When it comes to the question of who is the greatest baseball player of all time there are two camps. Those who say Babe Ruth and those who say Ty Cobb. Honestly, I think the more serious students of the national pastime would be pretty much unanimous in backing Cobb. The challenge, however, has to do with the man, not the player. Whereas Ruth was the likeable hero of baseball, stories of Cobb being one of the nastiest men to ever take the field are well-known. A big reason for his notorious reputation was a book by sportswriter Al Stump telling of his time spent with the aging hall of famer. In 1994, the book was turned into a film…Cobb.
The story follows Stump (Robert Wuhl) who has been summoned to the Lake Tahoe hunting lodge of the ailing 72-year old baseball great Ty Cobb (Tommy Lee Jones) to ghost write his autobiography. Immediately upon arrival, Stump learns that Cobb is an angry old man prone to waving a gun around and randomly firing while popping pills for a variety of different illnesses. After seeing Cobb’s unstable condition, Stump decides not to go forward with the project, yet something about the former great keeps drawing him back.
Cobb not only wants Stump to write his book for him, he also needs his help getting to an event at the National Baseball Hall of Fame in Cooperstown, New York. The two hit the road, first stopping in Reno, Nevada to cause some trouble. When Cobb is called onto the stage by singer Louis Prima, he launches into a racist screed in front of the casino crowd. Later that night, in a very uncomfortable to watch scene, he acts as if he intends to rape a cigarette girl (Lolita Davidovich) and eventually pays her to tell everyone she knows that he was the best night she ever had (since in reality his equipment isn’t working).

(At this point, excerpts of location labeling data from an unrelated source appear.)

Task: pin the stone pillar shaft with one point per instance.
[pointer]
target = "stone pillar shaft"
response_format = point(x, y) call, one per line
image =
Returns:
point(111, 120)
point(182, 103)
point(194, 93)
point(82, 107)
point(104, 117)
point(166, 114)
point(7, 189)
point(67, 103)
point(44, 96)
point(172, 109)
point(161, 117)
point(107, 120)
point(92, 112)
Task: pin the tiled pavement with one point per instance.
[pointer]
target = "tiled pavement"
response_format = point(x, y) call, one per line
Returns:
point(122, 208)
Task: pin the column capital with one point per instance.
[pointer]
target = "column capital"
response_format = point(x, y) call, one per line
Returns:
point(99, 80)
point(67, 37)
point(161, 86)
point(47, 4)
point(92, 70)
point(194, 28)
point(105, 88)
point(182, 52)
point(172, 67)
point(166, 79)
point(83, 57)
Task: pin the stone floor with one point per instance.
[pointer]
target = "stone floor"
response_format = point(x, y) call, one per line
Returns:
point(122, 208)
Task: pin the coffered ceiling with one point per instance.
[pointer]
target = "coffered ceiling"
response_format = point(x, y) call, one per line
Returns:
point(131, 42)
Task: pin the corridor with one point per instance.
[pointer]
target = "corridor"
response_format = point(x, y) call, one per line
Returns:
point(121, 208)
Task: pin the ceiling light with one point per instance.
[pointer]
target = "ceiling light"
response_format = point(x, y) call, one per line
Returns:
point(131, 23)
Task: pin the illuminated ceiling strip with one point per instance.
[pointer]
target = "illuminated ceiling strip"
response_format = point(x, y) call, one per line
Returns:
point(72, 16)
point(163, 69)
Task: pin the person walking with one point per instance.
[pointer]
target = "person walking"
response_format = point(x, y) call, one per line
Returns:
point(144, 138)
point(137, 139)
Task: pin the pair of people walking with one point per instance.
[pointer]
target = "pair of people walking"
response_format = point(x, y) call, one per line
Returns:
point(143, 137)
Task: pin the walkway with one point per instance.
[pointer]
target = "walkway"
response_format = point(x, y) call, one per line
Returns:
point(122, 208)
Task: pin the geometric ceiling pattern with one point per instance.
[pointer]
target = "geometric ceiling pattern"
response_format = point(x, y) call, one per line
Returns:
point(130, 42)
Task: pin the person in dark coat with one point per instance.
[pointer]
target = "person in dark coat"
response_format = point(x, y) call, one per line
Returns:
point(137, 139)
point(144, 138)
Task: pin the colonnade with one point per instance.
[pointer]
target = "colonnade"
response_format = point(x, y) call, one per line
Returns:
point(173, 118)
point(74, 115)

As Cobb and Stump make their way across country, Stump begins writing the book. Actually he writes two versions, one to please Cobb and one that is the nasty truth. Along the way we see a few flashbacks to Cobb’s past. He is shown relishing in the hatred of his opposing fans. He is shown as a wife beater, a racist, and a murderer. We also see some of his dark childhood, namely the fact that his father was murdered by his mother and/or her lover.
I have read Stump’s book upon which this film is based and I have to say it was one of the most intriguing books I have ever read. In recent years, however, the validity of the book has been brought into question. Some claim that Stump made much of it up and that Cobb was not quite the cantankerous curmudgeon that Stump made him out to be. Both men have passed away, so I guess we’ll never really know. Like the book, I admit that I find the film very intriguing. However, this ultimately is not a very good movie.

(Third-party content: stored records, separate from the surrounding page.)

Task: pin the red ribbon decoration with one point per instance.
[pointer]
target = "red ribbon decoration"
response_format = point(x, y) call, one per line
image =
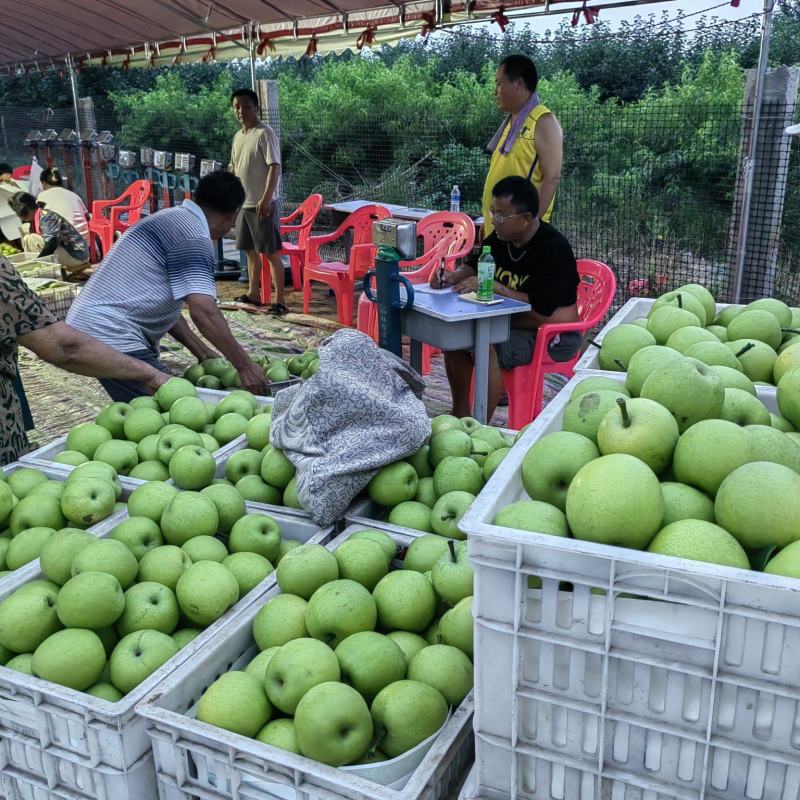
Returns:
point(589, 14)
point(265, 43)
point(367, 37)
point(501, 19)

The film has several problems, many of which can be summed up in two words: Robert Wuhl. I’ve never cared for Wuhl’s acting style, which always seems like he’s mugging for the camera. In my opinion, he’s completely wrong for this part. Though Cobb is the lead character, he’s the one we need to sympathize with. I’m sorry but it’s just not happening for me. Director Ron Shelton (aka Mr. Lolita Davidovich) sure seems to like him though, having cast Wuhl in no less than four of his movies.
On the other hand, Tommy Lee Jones is brilliant. This is a classic case of a film that does not measure up to one of it’s own performances. With the wild extremes that the character of Cobb goes to it would’ve been so easy for this performance to become ridiculous or cartoonish. Jones handles it all perfectly. One minute he’ll have you so enraged that you want to shove a Louisville Slugger down his throat and the next he actually has you feeling sorry for this mean old man.

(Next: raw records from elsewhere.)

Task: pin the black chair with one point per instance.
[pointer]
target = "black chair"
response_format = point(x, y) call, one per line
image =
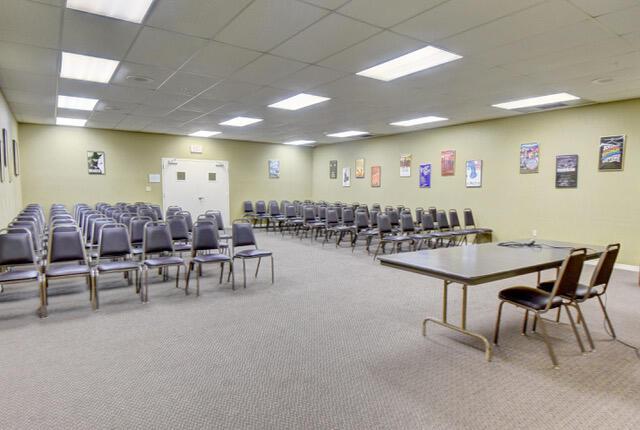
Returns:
point(539, 302)
point(157, 241)
point(597, 288)
point(18, 260)
point(66, 259)
point(205, 249)
point(243, 236)
point(114, 245)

Where the film does significantly suffer is in its lack of explanation as to why Cobb was such an important figure in baseball history. The film does open with a newsreel style segment that gives some background and there is another sequence that portrays a game in which Cobb taunts an opposing pitcher (played by Roger Clemens), but little else. The result ends up being that viewers with no background on Cobb are left wondering why they should even care about this grumpy old racist. For me the best scene of the film is a moment where we see a more tender side of Cobb as he helps his former teammate Mickey Cochrane, who has fallen on hard times, get a tuxedo for the Hall of Fame ceremony. I don’t doubt that Cobb had a serious mean streak, but this shows there was a bit more to the man…especially his love and respect for the game.
Despite it’s many flaws, Cobb is still an interesting film. I guess I would consider it a guilty pleasure, especially since it is a film I have returned to a number of times. Ty Cobb may have been the greatest player there ever was, but the film that bears his name leaves a lot to be desired. Despite a Hall of Fame performance by Tommy Lee Jones, the rest of the film is a minor league effort at best.